Some Notes on Moving the Zone to Django
Fredrik Lundh | August 2007
Updated 2007-08-20: Added sections on caching and resource “minification”.
The effbot.org “zone” is a constantly growing collection of documents, most of them concerning various aspects of Python and related technologies. The zone software is also used for my PIL and Tkinter documentation, the online edition of my Python Standard Library book, and a couple of other document collections.
All in all, the zones at effbot.org currently contain around 2,000 documents, plus some 500 user comments.
Until now, the zone has been served as static HTML, generated and maintained using an increasinly disorganized collection of CGI scripts and off-site tools. Given that we moved pythonware.com to Django late last year, it’s about time I did the same to effbot.org.
Design #
My original plan was to use the old effbot.org templates pretty much as they were, but all recent talk about CSS frameworks (dead link), and how they’d ruin the field of web design by leaving it open for people who just cannot be bothered to learn everything there is to know about cross-platform CSS inanities, made me curious. I grabbed a copy of the Yahoo! User Interface Library, and went to work. I set up the following requirements:
- No radical redesign; the new site should look similar to the old one.
- Identical look for a majority of my visitors — in other words, for IE and Firefox.
- Scalable layout in both IE and Firefox. Most importantly, increasing the font size should work well (for people with reduced eye-sight or high-DPI displays).
- Support for 80-column wide code samples.
- The site should be fully usable with CSS disabled.
Implementing this on YUI was surprisingly easy. The current design use a 950px wide base layout, with a 180px navigation column to the left. The remaining space is split into two parts, with around 550px effective space (3/4) for the main column, and 180px (1/4) for a sidebar column to the right. Document blocks can be placed in the sidebar or the main column, or they can cover both columns. A combination of class names and render heuristics is used to handle block placement. Some source-code examples:
<p class="sidebar">This text goes into the sidebar.</p> <p>This goes into the main column.</p> <pre class="wide"> This wide code example extends into the sidebar. </pre>
The “wide” class is automatically added to wide PRE sections (currently, the limit is 55 characters). A wide column is wide enough to hold just over 80 columns of preformatted text.
Aiming for Typographic Perfection #
I experimented a little with Chad Miller’s SmartyPants implementation for Python in the final rendering step, but it was horribly slow — at least compared to the rest of the rendering chain. I ended up applying this during conversion to the intermediate format instead.

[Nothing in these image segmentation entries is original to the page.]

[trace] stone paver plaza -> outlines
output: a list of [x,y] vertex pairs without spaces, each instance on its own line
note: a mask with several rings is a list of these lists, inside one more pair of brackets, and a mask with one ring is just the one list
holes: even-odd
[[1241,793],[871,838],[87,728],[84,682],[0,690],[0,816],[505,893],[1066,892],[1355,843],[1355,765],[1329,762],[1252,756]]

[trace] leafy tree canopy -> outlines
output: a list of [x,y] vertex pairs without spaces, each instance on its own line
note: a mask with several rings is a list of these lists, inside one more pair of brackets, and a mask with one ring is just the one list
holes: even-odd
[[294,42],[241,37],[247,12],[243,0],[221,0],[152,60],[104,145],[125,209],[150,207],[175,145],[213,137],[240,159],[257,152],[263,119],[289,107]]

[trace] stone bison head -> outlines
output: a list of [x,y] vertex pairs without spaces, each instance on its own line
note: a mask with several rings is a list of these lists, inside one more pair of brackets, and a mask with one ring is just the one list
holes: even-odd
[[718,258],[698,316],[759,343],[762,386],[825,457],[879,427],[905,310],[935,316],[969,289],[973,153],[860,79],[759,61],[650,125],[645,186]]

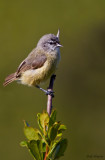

(I haven’t looked at the code, but it seems to me as if it should be possible to apply the SmartyPants algorithms to the existing Element tree, rather than having to serialize the document and then run it through SmartyPants’ home-grown HTML parser).
I’m also doing some microtuning in the rendering stage, including inserting hard spaces in titles to keep the last few words together, trimming off trailing whitespace in PRE CODE sections, etc.
Performance #
The effbot.org site isn’t exactly a high-traffic site, but since I’m interested in performance and scalability issues, I set up some basic requirements:
- Efficient data transfer to client (support for compression, validation/conditional requests, etc).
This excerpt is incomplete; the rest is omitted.